Enseguida lo tienden sobre el suelo y comienzan a clavarle en el madero que será el travesaño de la Cruz. Introducen los hierros primero en donde comienzan las manos, con desgarro de nervios y carne. Luego es levantado hasta quedar erguido sobre el palo vertical que está fijo en el suelo. A continuación le clavan los pies...
María su Madre, contempla toda la escena con inmenso dolor. La cruz, que hasta ese día había sido un instrumento infame y deshonroso, se convertía ahora en árbol de vida y escalera de gloria. Jesús está elevado en la Cruz. No hay reproches en los ojos de Jesús, sólo piedad y compasión. ¿Porqué tanto padecimiento?, se pregunta San Agustín. Y se responde: “Todo lo que padeció es el precio de nuestro rescate” (Comentario sobre el Salmo 21).
La crucifixión era la ejecución más cruel y afrentosa que conoció la antigüedad. Un ciudadano romano no podía ser crucificado. La muerte sobrevenía después de una larga agonía. Muchos son los que se niegan a aceptar a un Dios hecho hombre que muere en un madero para salvarnos: el drama de la Cruz sigue siendo motivo de escándalo para los judíos y locura para los gentiles (1 Corintios 1, 23).

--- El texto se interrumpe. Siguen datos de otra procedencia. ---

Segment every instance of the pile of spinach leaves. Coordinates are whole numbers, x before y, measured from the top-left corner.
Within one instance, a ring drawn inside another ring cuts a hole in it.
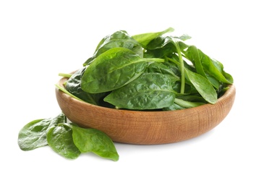
[[[94,54],[69,79],[67,94],[97,106],[140,111],[173,111],[216,103],[233,83],[223,64],[195,46],[184,35],[171,36],[174,29],[130,36],[119,30],[103,38]],[[112,140],[95,129],[68,122],[63,113],[34,120],[19,132],[22,150],[48,145],[69,159],[93,152],[119,160]]]
[[[233,83],[231,75],[220,61],[186,44],[189,36],[171,36],[173,31],[107,35],[81,69],[65,74],[65,88],[56,86],[109,108],[167,111],[214,104]]]

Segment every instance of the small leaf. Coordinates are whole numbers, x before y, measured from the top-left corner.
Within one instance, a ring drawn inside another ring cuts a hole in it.
[[[174,28],[169,27],[163,31],[139,34],[133,35],[132,38],[137,41],[138,41],[142,46],[145,47],[154,38],[161,36],[166,33],[173,32],[174,30]]]
[[[77,158],[81,153],[74,144],[72,128],[64,124],[51,128],[47,134],[47,141],[56,153],[67,158]]]
[[[61,113],[55,118],[37,119],[29,122],[19,132],[20,148],[22,150],[32,150],[47,145],[48,131],[64,121],[66,121],[66,117]]]
[[[95,129],[73,127],[73,140],[81,153],[93,152],[105,158],[118,161],[118,155],[112,140],[103,132]]]
[[[185,69],[185,72],[189,80],[206,101],[213,104],[217,102],[217,93],[208,80],[187,69]]]

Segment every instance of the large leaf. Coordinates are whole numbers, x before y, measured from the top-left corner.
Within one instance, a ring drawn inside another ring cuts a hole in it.
[[[117,108],[147,110],[168,107],[174,103],[176,92],[172,87],[176,77],[155,72],[146,73],[118,90],[104,101]]]
[[[142,57],[142,48],[137,41],[129,35],[126,31],[119,30],[103,38],[98,43],[93,56],[89,58],[84,65],[90,64],[105,51],[117,47],[130,49]]]
[[[81,78],[88,66],[75,72],[72,77],[66,82],[65,88],[74,96],[82,101],[94,105],[99,105],[100,100],[106,95],[105,93],[89,93],[81,88]]]
[[[73,140],[82,153],[93,152],[105,158],[118,161],[119,155],[112,140],[104,132],[95,129],[73,127]]]
[[[118,89],[142,74],[148,61],[127,48],[111,48],[98,56],[86,69],[81,87],[90,93]]]

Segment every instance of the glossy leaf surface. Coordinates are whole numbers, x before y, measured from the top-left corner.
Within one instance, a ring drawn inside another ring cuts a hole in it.
[[[93,152],[105,158],[118,161],[119,155],[112,140],[103,132],[95,129],[73,127],[73,140],[81,153]]]
[[[74,144],[72,128],[64,124],[60,124],[48,132],[47,142],[56,153],[67,158],[77,158],[81,153]]]
[[[18,144],[22,150],[31,150],[48,145],[48,131],[59,123],[64,123],[66,117],[61,113],[54,118],[38,119],[29,122],[19,132]]]
[[[158,109],[171,106],[176,92],[172,87],[175,77],[146,73],[127,85],[112,91],[104,101],[119,108]]]
[[[99,93],[119,88],[137,78],[145,69],[146,61],[133,51],[114,48],[98,56],[86,69],[82,89]]]

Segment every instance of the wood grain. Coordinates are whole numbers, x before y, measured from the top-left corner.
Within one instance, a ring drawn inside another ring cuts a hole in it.
[[[58,84],[62,87],[67,78]],[[205,133],[228,115],[235,100],[234,85],[214,104],[168,111],[136,111],[108,108],[81,102],[56,89],[61,110],[72,122],[98,129],[113,141],[138,145],[165,144]]]

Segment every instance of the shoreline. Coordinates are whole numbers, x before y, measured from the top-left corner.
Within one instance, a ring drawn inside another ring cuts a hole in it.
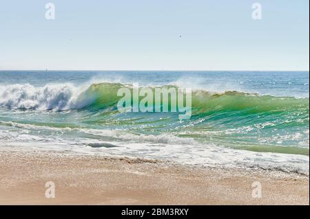
[[[54,198],[45,196],[50,181]],[[309,182],[276,170],[0,149],[0,205],[309,205]]]

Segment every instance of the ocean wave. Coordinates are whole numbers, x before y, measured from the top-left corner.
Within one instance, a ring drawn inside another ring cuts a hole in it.
[[[110,82],[81,87],[71,84],[50,84],[43,87],[34,87],[29,84],[1,86],[0,107],[38,111],[96,110],[111,106],[115,109],[121,98],[117,96],[117,91],[122,87],[132,88],[130,84]],[[155,87],[150,88],[154,89]],[[193,110],[199,113],[223,110],[259,113],[297,109],[309,113],[309,98],[260,95],[236,91],[219,93],[205,89],[193,90],[192,97]],[[168,104],[170,105],[170,100]]]

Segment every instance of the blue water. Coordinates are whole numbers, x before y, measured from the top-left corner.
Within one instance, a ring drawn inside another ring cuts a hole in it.
[[[0,71],[0,148],[309,173],[308,71]],[[192,88],[192,115],[122,113],[117,90]]]

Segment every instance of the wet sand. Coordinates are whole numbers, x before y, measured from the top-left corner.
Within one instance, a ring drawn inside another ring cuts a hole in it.
[[[54,183],[54,198],[45,197],[48,181]],[[252,197],[255,181],[260,198]],[[1,205],[309,205],[309,182],[276,171],[0,150]]]

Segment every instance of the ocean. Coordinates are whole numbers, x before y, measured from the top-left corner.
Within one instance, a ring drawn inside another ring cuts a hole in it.
[[[309,71],[0,71],[0,149],[309,175]],[[191,88],[192,117],[120,112],[117,91]]]

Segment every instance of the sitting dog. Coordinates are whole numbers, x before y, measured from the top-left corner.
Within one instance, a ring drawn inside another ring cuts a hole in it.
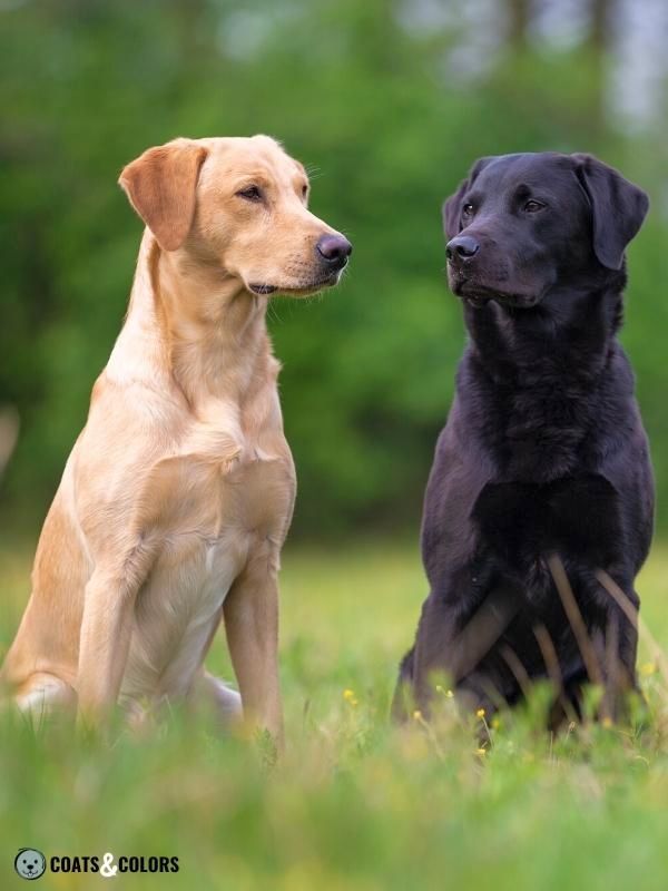
[[[482,158],[444,205],[469,343],[426,489],[430,594],[395,715],[428,712],[438,673],[488,714],[549,677],[556,723],[587,679],[611,718],[636,683],[654,482],[617,333],[647,209],[612,168],[553,153]]]
[[[282,735],[279,551],[295,497],[265,314],[334,285],[351,244],[273,139],[176,139],[120,185],[146,223],[125,326],[37,550],[2,678],[92,724],[239,696],[204,670],[224,620],[245,716]]]

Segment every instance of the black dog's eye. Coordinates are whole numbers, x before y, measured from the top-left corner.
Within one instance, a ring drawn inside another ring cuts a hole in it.
[[[258,186],[248,186],[248,188],[243,188],[240,192],[237,192],[239,198],[245,198],[247,202],[261,202],[262,200],[262,192],[259,190]]]

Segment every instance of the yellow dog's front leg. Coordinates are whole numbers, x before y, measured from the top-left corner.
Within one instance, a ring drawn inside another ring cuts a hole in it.
[[[246,567],[227,595],[223,611],[244,718],[252,728],[267,730],[282,750],[278,582],[271,559]]]

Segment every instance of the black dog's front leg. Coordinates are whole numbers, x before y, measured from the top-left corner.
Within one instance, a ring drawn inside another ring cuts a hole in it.
[[[602,596],[606,606],[602,634],[595,638],[603,681],[600,713],[603,719],[619,721],[626,713],[628,693],[638,688],[636,660],[640,598],[632,584],[618,585],[601,570],[596,575],[600,585],[599,599]]]
[[[395,719],[405,719],[411,708],[429,715],[439,675],[455,688],[471,677],[515,616],[519,596],[510,586],[498,587],[465,610],[464,603],[434,591],[424,601],[415,645],[400,668],[392,706]]]

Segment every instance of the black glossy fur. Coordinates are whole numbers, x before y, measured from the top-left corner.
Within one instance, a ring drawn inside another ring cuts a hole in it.
[[[471,706],[512,703],[528,679],[554,679],[550,642],[561,701],[577,703],[588,672],[549,568],[554,555],[606,713],[616,716],[635,686],[636,630],[595,574],[639,606],[654,482],[617,332],[623,252],[647,207],[612,168],[552,153],[484,158],[444,205],[449,282],[469,343],[426,489],[431,591],[395,716],[409,701],[429,711],[434,672]]]

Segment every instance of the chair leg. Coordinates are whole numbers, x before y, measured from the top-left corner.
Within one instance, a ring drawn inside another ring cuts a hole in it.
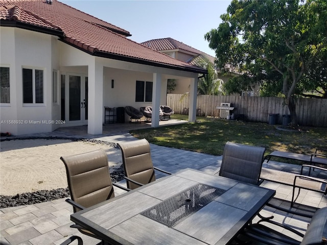
[[[295,192],[295,186],[293,185],[293,193],[292,194],[292,202],[291,202],[291,207],[293,207],[294,204],[294,202],[295,202],[295,200],[294,200],[294,193]],[[301,189],[300,187],[298,187],[298,191],[297,192],[297,195],[296,195],[296,197],[298,197],[298,195],[300,194],[300,189]]]
[[[68,244],[70,244],[73,241],[76,239],[77,239],[77,241],[78,242],[78,245],[83,245],[83,240],[82,240],[82,238],[77,236],[72,236],[65,241],[61,243],[60,245],[68,245]]]

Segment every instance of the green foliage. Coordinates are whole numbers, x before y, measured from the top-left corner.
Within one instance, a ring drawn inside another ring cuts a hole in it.
[[[176,88],[176,82],[175,79],[168,79],[167,80],[167,90],[171,93]]]
[[[173,119],[188,119],[187,115],[174,114]],[[327,131],[324,128],[307,127],[302,132],[277,130],[274,125],[246,122],[213,117],[197,117],[196,122],[132,130],[136,138],[167,147],[214,155],[223,154],[230,141],[273,151],[310,155],[316,148],[325,147]]]
[[[208,61],[203,64],[202,67],[206,69],[208,73],[199,79],[198,93],[209,95],[221,94],[220,88],[222,80],[218,79],[214,64]]]
[[[233,0],[223,23],[205,35],[218,67],[231,65],[242,75],[229,89],[259,83],[262,94],[282,93],[296,122],[294,96],[310,90],[325,96],[326,10],[321,0]]]

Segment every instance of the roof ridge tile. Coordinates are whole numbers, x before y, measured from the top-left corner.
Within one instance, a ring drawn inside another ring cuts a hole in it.
[[[30,11],[29,10],[27,10],[26,9],[24,9],[23,10],[27,13],[28,13],[28,14],[30,14],[31,15],[32,15],[32,16],[36,18],[37,19],[39,19],[40,20],[41,20],[42,22],[43,22],[44,23],[45,23],[46,24],[49,24],[49,26],[50,26],[51,27],[53,27],[54,28],[56,29],[58,29],[60,31],[62,31],[62,29],[61,29],[61,28],[60,28],[60,27],[57,26],[55,24],[53,24],[53,23],[52,23],[51,21],[49,21],[49,20],[44,19],[44,18],[42,18],[42,17],[36,14],[35,14],[34,13],[33,13],[31,11]]]

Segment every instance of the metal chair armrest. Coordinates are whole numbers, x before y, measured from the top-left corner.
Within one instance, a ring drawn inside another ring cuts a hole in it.
[[[172,173],[170,172],[168,172],[167,171],[165,171],[164,170],[162,169],[160,169],[160,168],[158,168],[156,167],[153,167],[153,168],[154,168],[155,170],[157,170],[158,171],[160,171],[160,172],[162,172],[165,174],[167,174],[167,175],[171,175]]]
[[[65,200],[66,202],[67,202],[68,203],[71,204],[72,205],[73,205],[73,206],[74,206],[76,208],[79,208],[80,209],[85,209],[85,207],[83,207],[83,206],[77,203],[76,203],[75,202],[74,202],[74,201],[71,200],[71,199],[66,199]]]
[[[139,185],[140,186],[143,186],[143,185],[144,185],[143,184],[141,184],[141,183],[135,181],[135,180],[132,180],[131,179],[130,179],[128,177],[126,177],[126,176],[124,176],[123,178],[125,180],[130,181],[131,182],[133,182],[133,183],[136,184],[136,185]]]
[[[327,153],[327,149],[323,149],[322,148],[317,148],[316,149],[316,151],[315,152],[315,153],[317,153],[317,152],[318,151],[326,152]]]
[[[312,177],[311,176],[307,176],[306,175],[296,175],[294,178],[294,182],[293,183],[293,188],[296,186],[296,180],[299,178],[302,178],[304,179],[309,179],[310,180],[312,180],[313,181],[316,181],[317,182],[320,182],[321,183],[327,184],[327,180],[323,180],[322,179],[319,179],[318,178]],[[322,192],[322,191],[321,191]],[[327,185],[326,185],[326,187],[325,187],[325,189],[324,191],[324,193],[325,194],[327,192]]]
[[[311,157],[310,158],[310,161],[312,161],[312,157],[316,157],[316,156],[319,156],[319,157],[323,157],[327,158],[327,155],[321,154],[320,153],[312,153],[311,154]]]
[[[78,242],[78,245],[83,245],[83,240],[82,240],[82,238],[81,237],[77,236],[72,236],[65,241],[64,241],[62,243],[60,243],[60,245],[68,245],[76,239],[77,239],[77,242]]]
[[[301,213],[299,212],[298,211],[293,211],[293,210],[291,209],[288,209],[287,208],[282,208],[281,207],[279,207],[278,206],[276,206],[276,205],[274,205],[273,204],[271,204],[271,203],[267,203],[266,204],[266,206],[268,206],[268,207],[270,207],[271,208],[275,208],[277,210],[278,210],[279,211],[282,211],[283,212],[285,212],[286,213],[291,213],[292,214],[296,214],[297,215],[299,215],[299,216],[301,216],[302,217],[306,217],[308,218],[312,218],[312,215],[313,215],[313,213],[312,214],[309,214],[307,213]]]
[[[128,188],[124,187],[124,186],[122,186],[121,185],[118,185],[115,183],[113,183],[112,185],[115,186],[116,187],[120,188],[123,190],[126,190],[126,191],[129,191],[130,190],[132,190],[130,189],[128,189]]]
[[[312,167],[313,168],[321,170],[322,171],[327,171],[327,168],[325,168],[324,167],[318,167],[318,166],[314,166],[313,165],[303,164],[302,167],[301,167],[301,175],[302,174],[303,168],[305,167]]]

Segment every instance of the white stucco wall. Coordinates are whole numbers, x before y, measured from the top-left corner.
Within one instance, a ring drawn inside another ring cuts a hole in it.
[[[141,106],[152,105],[152,103],[135,102],[136,81],[153,82],[154,74],[161,78],[157,79],[160,82],[161,90],[160,99],[156,100],[156,103],[159,102],[160,105],[166,105],[167,79],[194,76],[194,73],[188,71],[96,57],[50,35],[19,28],[1,28],[0,63],[2,66],[10,68],[11,96],[10,103],[0,105],[1,120],[21,122],[2,124],[1,132],[21,135],[49,132],[59,127],[74,125],[48,122],[61,119],[62,74],[65,75],[66,79],[72,74],[88,77],[88,132],[95,134],[101,133],[102,122],[104,120],[104,106],[118,107],[130,105],[138,109]],[[43,70],[43,104],[23,104],[22,68]],[[57,102],[54,103],[52,89],[54,70],[57,71],[58,82]],[[190,79],[185,79],[189,83]],[[114,81],[113,88],[111,87],[111,80]],[[126,117],[128,120],[128,117],[126,115]]]
[[[21,135],[51,131],[51,124],[42,123],[52,118],[51,38],[50,35],[38,32],[1,27],[0,59],[2,64],[10,66],[11,90],[10,104],[1,105],[1,120],[22,122],[2,124],[2,132]],[[23,104],[23,67],[43,70],[43,104]]]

La unión íntima de cada cristiano con su Señor necesita de ese conocimiento completo de su vida, también de este capítulo de la Cruz. Aquí se consuma nuestra Redención, aquí encuentra sentido el dolor del mundo, aquí vislumbramos la maldad del pecado y el amor de Dios por cada hombre.
No quedemos indiferentes ante un Crucifijo. “Es muy posible que en alguna ocasión, a solas con un crucifijo, se te vengan las lágrimas a los ojos. No te domines... pero procura que ese llanto acabe en un propósito” (J. Escrivá de Balaguer, Vía crucis) .
Los frutos de la Cruz no se hicieron esperar. Uno de los ladrones, después de reconocer sus pecados, se dirige a Jesús: Señor, acuérdate de mí cuando estés en tu reino. Para convertirse en discípulo de Cristo no ha necesitado de ningún milagro; le ha bastado contemplar de cerca el sufrimiento del Señor.
La eficacia de la Pasión no tiene fin. Cada uno de nosotros puede decir en verdad: el Hijo de Dios me amó y se entregó por mí (Gálatas 2, 20). Muy cerca de Jesús está su Madre, y con Ella, Juan, el más joven de los Apóstoles. En la persona del discípulo, Cristo nos da a su Madre como Madre nuestra. (Juan 19, 26-27). Pidámosle a Santa María: “Haz que me enamore su Cruz y que en ella viva y more” (Himno Stabat Mater).